HVQ-CGIC: Enabling Hyperprior Entropy Modeling for VQ-Based Controllable Generative Image Compression
Niu Yi, Xu Tianyi, Ma Mingming, Wang Xinkun

TL;DR
This paper introduces HVQ-CGIC, a novel framework that incorporates a hyperprior into VQ-based generative image compression, enabling flexible rate control and improved rate-distortion performance.
Contribution
It provides the first mathematical foundation for hyperprior-based entropy modeling in VQ image compression and introduces a loss design for RD balance and control.
Findings
Achieves 61.3% fewer bits than SOTA methods on Kodak.
Maintains comparable perceptual quality (LPIPS) with fewer bits.

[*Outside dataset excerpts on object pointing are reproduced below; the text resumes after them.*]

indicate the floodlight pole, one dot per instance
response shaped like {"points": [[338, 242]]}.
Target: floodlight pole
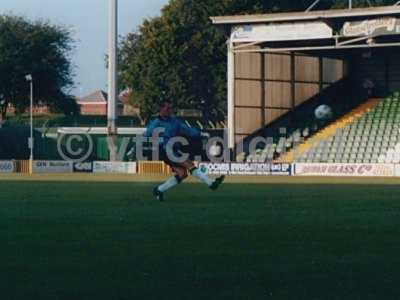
{"points": [[30, 142], [112, 79]]}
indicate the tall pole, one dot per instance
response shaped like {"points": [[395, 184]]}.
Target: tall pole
{"points": [[30, 142], [231, 95], [31, 122], [112, 79]]}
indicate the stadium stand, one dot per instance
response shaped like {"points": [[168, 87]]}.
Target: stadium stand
{"points": [[293, 128], [368, 134]]}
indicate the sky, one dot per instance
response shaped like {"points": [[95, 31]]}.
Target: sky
{"points": [[88, 20]]}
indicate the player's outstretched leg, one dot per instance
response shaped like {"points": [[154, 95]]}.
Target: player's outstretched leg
{"points": [[159, 191], [212, 184]]}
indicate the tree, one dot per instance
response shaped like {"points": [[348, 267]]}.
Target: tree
{"points": [[182, 56], [42, 50]]}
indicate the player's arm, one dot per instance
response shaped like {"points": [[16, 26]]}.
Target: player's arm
{"points": [[151, 128], [188, 131]]}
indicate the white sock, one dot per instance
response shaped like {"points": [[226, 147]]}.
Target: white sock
{"points": [[203, 177], [170, 183]]}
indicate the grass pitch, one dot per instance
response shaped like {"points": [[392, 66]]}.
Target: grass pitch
{"points": [[104, 237]]}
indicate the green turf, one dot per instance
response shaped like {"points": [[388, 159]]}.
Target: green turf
{"points": [[280, 238]]}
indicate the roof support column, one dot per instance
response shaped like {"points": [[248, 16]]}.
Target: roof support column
{"points": [[231, 95], [112, 79]]}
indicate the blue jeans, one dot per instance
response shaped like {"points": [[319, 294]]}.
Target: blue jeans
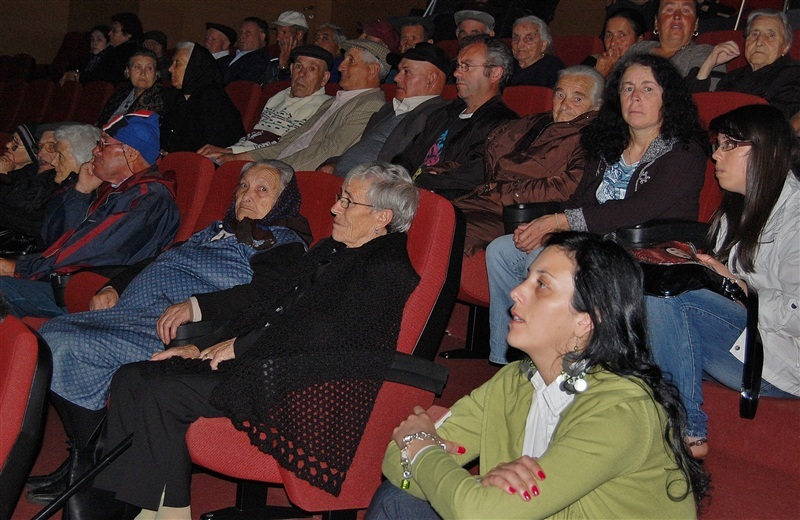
{"points": [[30, 298], [392, 503], [507, 267], [690, 336]]}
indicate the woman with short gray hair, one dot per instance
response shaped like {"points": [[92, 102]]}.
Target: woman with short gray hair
{"points": [[530, 43]]}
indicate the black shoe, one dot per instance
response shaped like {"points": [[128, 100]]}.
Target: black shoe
{"points": [[38, 481], [48, 493]]}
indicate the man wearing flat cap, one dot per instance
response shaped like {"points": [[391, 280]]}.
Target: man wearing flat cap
{"points": [[340, 121], [291, 29], [219, 39], [472, 23], [448, 156], [289, 108], [119, 212], [252, 57], [422, 73]]}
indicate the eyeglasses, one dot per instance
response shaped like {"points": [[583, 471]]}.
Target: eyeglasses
{"points": [[464, 67], [346, 201], [102, 144], [729, 144]]}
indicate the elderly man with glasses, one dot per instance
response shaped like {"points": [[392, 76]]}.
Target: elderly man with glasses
{"points": [[119, 211]]}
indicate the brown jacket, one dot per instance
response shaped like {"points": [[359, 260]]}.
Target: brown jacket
{"points": [[547, 169]]}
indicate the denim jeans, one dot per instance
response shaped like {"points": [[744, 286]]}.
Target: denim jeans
{"points": [[507, 267], [690, 336], [30, 298], [392, 503]]}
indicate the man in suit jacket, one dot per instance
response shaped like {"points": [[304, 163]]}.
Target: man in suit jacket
{"points": [[422, 73], [252, 57], [340, 121]]}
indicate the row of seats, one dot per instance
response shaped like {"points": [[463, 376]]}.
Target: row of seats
{"points": [[435, 244], [42, 100]]}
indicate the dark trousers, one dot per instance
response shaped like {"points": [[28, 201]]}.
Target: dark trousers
{"points": [[158, 410]]}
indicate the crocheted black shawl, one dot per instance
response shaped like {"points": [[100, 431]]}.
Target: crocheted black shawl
{"points": [[304, 391]]}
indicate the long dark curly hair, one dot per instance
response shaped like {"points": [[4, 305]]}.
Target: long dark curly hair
{"points": [[608, 136], [773, 153], [608, 287]]}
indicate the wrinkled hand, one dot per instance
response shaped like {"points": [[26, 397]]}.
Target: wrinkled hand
{"points": [[105, 299], [419, 421], [222, 351], [87, 182], [7, 267], [516, 477], [213, 152], [7, 163], [185, 351], [607, 60], [528, 237], [172, 318]]}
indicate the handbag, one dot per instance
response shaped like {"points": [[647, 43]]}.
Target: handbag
{"points": [[672, 268]]}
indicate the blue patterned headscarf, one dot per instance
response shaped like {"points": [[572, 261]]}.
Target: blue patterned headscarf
{"points": [[285, 213]]}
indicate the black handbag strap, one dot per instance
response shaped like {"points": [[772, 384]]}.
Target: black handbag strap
{"points": [[753, 361]]}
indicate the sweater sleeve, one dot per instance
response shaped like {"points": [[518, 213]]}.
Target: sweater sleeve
{"points": [[268, 267], [588, 449]]}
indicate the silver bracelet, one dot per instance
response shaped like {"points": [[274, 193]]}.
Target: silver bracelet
{"points": [[405, 463]]}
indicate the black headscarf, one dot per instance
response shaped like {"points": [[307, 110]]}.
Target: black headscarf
{"points": [[285, 213]]}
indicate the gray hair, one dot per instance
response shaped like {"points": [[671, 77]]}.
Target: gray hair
{"points": [[788, 33], [338, 34], [544, 30], [590, 73], [497, 55], [368, 58], [285, 171], [391, 188], [82, 139], [185, 45]]}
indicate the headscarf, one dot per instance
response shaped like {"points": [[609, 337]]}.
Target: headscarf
{"points": [[201, 70], [285, 213]]}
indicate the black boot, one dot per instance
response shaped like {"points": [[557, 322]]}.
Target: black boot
{"points": [[38, 481]]}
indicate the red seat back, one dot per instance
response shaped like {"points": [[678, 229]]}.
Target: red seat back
{"points": [[25, 366], [573, 49], [528, 99], [63, 102], [94, 96], [214, 443], [193, 174], [715, 37], [10, 101], [34, 102], [245, 96], [709, 106]]}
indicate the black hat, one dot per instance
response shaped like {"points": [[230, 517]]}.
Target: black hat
{"points": [[156, 36], [224, 29], [424, 51], [312, 51]]}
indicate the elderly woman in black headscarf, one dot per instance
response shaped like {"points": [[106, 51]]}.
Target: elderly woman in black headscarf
{"points": [[261, 235], [199, 111]]}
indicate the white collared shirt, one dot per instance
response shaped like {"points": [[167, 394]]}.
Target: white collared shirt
{"points": [[302, 142], [547, 405]]}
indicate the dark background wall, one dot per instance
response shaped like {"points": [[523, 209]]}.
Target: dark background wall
{"points": [[36, 27]]}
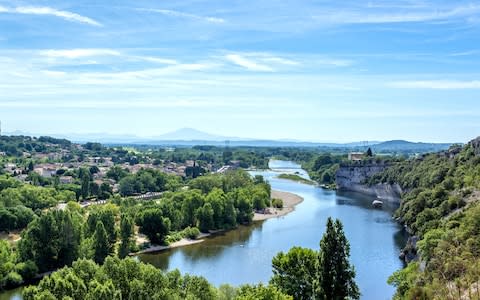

Enables flexible rate control in VQ-based generative image compression.
Abstract
Generative learned image compression methods using Vector Quantization (VQ) have recently shown impressive potential in balancing distortion and perceptual quality. However, these methods typically estimate the entropy of VQ indices using a static, global probability distribution, which fails to adapt to the specific content of each image. This non-adaptive approach leads to untapped bitrate potential and challenges in achieving flexible rate control. To address this challenge, we introduce a Controllable Generative Image Compression framework based on a VQ Hyperprior, termed HVQ-CGIC. HVQ-CGIC rigorously derives the mathematical foundation for introducing a hyperprior to the VQ indices entropy model. Based on this foundation, through novel loss design, to our knowledge, this framework is the first to introduce RD balance and control into vector quantization-based Generative Image…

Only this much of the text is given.